Kinematics - Motion in a Straight Line

A car starts from rest and accelerates uniformly at $2\text{ m/s}^2$ for $10\text{ s}$. It then travels at a constant velocity for $20\text{ s}$ and finally comes to rest in $5\text{ s}$ under uniform retardation. Find the total distance covered.

1. Phase 1 (Acceleration): $u = 0, a = 2, t = 10$. $v = u + at = 0 + 2(10) = 20\text{ m/s}$. Distance $s_1 = ut + \frac{1}{2}at^2 = 0 + \frac{1}{2}(2)(10)^2 = 100\text{ m}$.
2. Phase 2 (Constant Velocity): $v = 20, t = 20$. Distance $s_2 = v \times t = 20 \times 20 = 400\text{ m}$.
3. Phase 3 (Retardation): $u = 20, v = 0, t = 5$. Distance $s_3 = \frac{u+v}{2} \times t = \frac{20+0}{2} \times 5 = 50\text{ m}$. Total distance $S = s_1 + s_2 + s_3 = 100 + 400 + 50 = 550\text{ m}$.

The motion is divided into three segments. We use the equations of motion for the accelerated segments and simple velocity-time product for the uniform motion segment.

The displacement of a particle moving along the x-axis is given by $x = 18t + 5t^2$, where $x$ is in meters and $t$ is in seconds. Calculate the instantaneous velocity and acceleration at $t = 2\text{ s}$.

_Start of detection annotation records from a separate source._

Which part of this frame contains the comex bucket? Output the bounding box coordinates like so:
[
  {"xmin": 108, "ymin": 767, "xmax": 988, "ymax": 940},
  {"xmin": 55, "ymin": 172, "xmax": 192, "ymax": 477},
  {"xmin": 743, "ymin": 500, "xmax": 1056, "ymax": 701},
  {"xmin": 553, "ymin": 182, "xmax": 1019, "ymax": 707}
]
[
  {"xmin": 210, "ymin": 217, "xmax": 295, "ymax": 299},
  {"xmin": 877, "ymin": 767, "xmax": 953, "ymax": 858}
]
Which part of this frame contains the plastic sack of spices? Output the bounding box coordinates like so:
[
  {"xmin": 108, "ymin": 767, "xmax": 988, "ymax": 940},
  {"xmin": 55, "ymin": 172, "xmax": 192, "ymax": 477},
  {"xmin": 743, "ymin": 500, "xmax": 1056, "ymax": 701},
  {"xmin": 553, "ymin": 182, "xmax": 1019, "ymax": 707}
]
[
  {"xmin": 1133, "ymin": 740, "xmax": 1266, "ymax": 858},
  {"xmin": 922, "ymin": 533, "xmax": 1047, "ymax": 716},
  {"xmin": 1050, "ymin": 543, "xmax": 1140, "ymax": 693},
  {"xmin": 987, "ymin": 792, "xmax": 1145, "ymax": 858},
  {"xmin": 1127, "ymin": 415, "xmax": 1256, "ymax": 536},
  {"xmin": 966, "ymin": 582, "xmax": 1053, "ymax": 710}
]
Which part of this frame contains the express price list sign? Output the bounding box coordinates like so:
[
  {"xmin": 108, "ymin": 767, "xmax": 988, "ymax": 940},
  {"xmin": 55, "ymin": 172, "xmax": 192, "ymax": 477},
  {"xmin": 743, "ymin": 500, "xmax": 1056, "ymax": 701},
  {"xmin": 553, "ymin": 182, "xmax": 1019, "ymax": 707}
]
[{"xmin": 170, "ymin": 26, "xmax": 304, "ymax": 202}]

Displacement $x = 18t + 5t^2$. Velocity $v = \frac{dx}{dt} = \frac{d}{dt}(18t + 5t^2) = 18 + 10t$. At $t = 2\text{ s}$, $v = 18 + 10(2) = 38\text{ m/s}$. Acceleration $a = \frac{dv}{dt} = \frac{d}{dt}(18 + 10t) = 10\text{ m/s}^2$.

Calculus is used here: velocity is the first derivative of displacement with respect to time, and acceleration is the derivative of velocity.

A ball is thrown vertically upwards with a velocity of $20\text{ m/s}$ from the top of a tower $25\text{ m}$ high. How long will it take for the ball to hit the ground? (Take $g = 10\text{ m/s}^2$)

Taking upward direction as positive: $u = +20\text{ m/s}$, $a = -g = -10\text{ m/s}^2$, total displacement $s = -25\text{ m}$ (since it ends up below the starting point). Using $s = ut + \frac{1}{2}at^2$: $-25 = 20t + \frac{1}{2}(-10)t^2$ $-25 = 20t - 5t^2$ $5t^2 - 20t - 25 = 0$ $t^2 - 4t - 5 = 0$ $(t-5)(t+1) = 0$. Since time cannot be negative, $t = 5\text{ s}$.

By using the displacement as $-25\text{ m}$ in the equation of motion, we account for the entire trajectory (upward and then downward) in a single step.